Voici ce que je recommande à la place :

  • Les capsule hotels : oubliez l'image claustrophobe qu'on vous en a vendue. Les nouvelles générations sont propres, bien conçues, avec des espaces communs agréables. Comptez entre 2 500 et 4 000 yens la nuit (soit 15 à 25 €). Idéal pour les grandes villes.
  • Les guesthouses et auberges de jeunesse japonaises : l'expérience humaine y est souvent inoubliable. J'ai rencontré des voyageurs qui sont devenus des amis, autour de tables communes où les hôtes cuisinent parfois eux-mêmes.
  • Les ryokan abordables : beaucoup pensent que les auberges traditionnelles japonaises sont réservées aux budgets premium. Faux. En province, notamment dans les régions de Tohoku ou de Shikoku, on en trouve à 5 000-7 000 yens par personne avec le petit-déjeuner.

Et vous savez quoi ? Un bon ryokan de campagne vaut mille fois un hôtel de chaîne à Tokyo. Le bain commun au yuzu, le yukata posé sur le futon, le plateau du matin… C'est le Japon qu'on ne voit pas dans les brochures.

Se nourrir au Japon : le paradis du petit budget

C'est ici que le Japon devient franchement généreux.

La restauration quotidienne au Japon est l'une des meilleures affaires du monde. Un bol de ramen dans une échoppe de quartier : entre 700 et 1 200 yens (4 à 7 €). Un plateau-repas dans une chaîne de teishoku comme Yayoiken ou Ootoya : moins de 1 000 yens, service compris, eau gratuite. Les konbini — ces supérettes ouvertes 24h/24 que sont les 7-Eleven, FamilyMart et Lawson — proposent des onigiri, des sandwichs, des plats chauds à des prix défiant toute concurrence. J'y prends mon petit-déjeuner presque chaque matin au Japon. Sans honte. Avec bonheur.

Mon amie Yuki, sommelière de saké à Niigata, m'a glissé un jour : « Les Japonais ne vont pas au restaurant pour se montrer, ils y vont pour manger bien. C'est pourquoi les petites cantines sans décor sont souvent les meilleures. » Elle a absolument raison. Fiez-vous aux files d'attente discrètes, aux enseignes sans photos en plastique. C'est là que ça se passe.

Transports : le JR Pass vaut-il encore le coup ?

La question que tout le monde pose. Réponse franche du Capitaine : ça dépend de votre itinéraire.

Si vous restez dans une seule région — Tokyo et ses alentours, ou Kyoto-Osaka-Hiroshima — le JR Pass n'est pas forcément rentable. Les IC cards (Suica, Pasmo) rechargeable suffisent largement pour se déplacer en métro, bus et trains régionaux.

En revanche, si vous traversez le pays — Tokyo, Kyoto, Hiroshima, Fukuoka, et retour — le JR Pass 14 jours devient une arme redoutable. Les shinkansen (trains à grande vitesse) sont autrement hors de prix à l'unité.

Une règle simple : calculez vos trajets prévus sur le site de la JR avant d'acheter. Si la somme dépasse le prix du pass, prenez-le. Sinon, passez votre chemin.

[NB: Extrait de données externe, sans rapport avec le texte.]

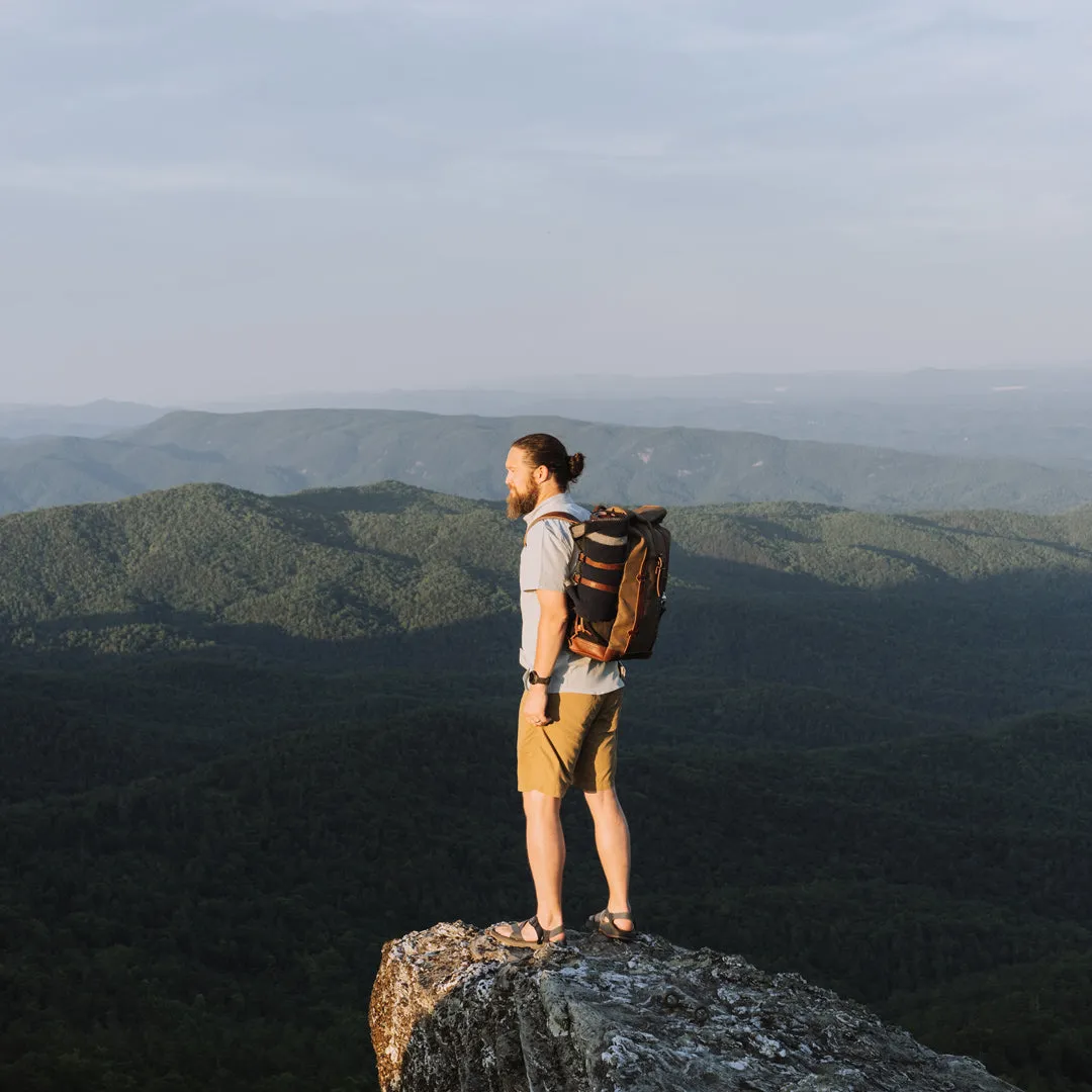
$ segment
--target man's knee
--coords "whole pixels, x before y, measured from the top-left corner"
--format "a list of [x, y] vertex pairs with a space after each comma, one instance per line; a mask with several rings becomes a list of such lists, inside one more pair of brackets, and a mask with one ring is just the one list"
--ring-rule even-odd
[[618, 794], [613, 788], [585, 792], [584, 800], [593, 817], [609, 816], [619, 810]]
[[561, 797], [549, 796], [537, 788], [523, 793], [523, 814], [530, 817], [548, 816], [561, 810]]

Les pièges à éviter absolument

Akira, mon ami photographe basé à Kyoto depuis vingt ans, me l'a confié avec son sourire tranquille : « Les touristes dépensent le plus d'argent quand ils ont peur. Peur de se perdre, peur de mal manger, peur de rater quelque chose. Alors ils paient pour de la sécurité. »

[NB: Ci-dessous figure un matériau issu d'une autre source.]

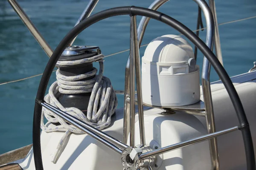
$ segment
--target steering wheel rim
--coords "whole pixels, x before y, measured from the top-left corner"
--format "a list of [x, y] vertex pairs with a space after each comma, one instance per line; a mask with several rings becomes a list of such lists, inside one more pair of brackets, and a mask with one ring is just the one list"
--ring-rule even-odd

C'est exactement ça. Voici les erreurs classiques à désamorcer avant même de partir :

  • Réserver uniquement des hôtels internationaux : confort garanti, âme absente, prix excessif.
  • Prendre des taxis dans les grandes villes : les transports en commun japonais sont si précis et si denses qu'un taxi n'est justifié que la nuit, tard, avec des bagages.
  • Ignorer les 100 yen shops : Daiso et ses concurrents sont de vraies mines. Adaptateurs, articles de toilette, snacks, vaisselle de voyage… Tout à 100 yens (moins de 1 €).
  • Négliger les offres de musées nationaux : beaucoup proposent la gratuité certains jours du mois. Vérifiez avant d'acheter votre billet.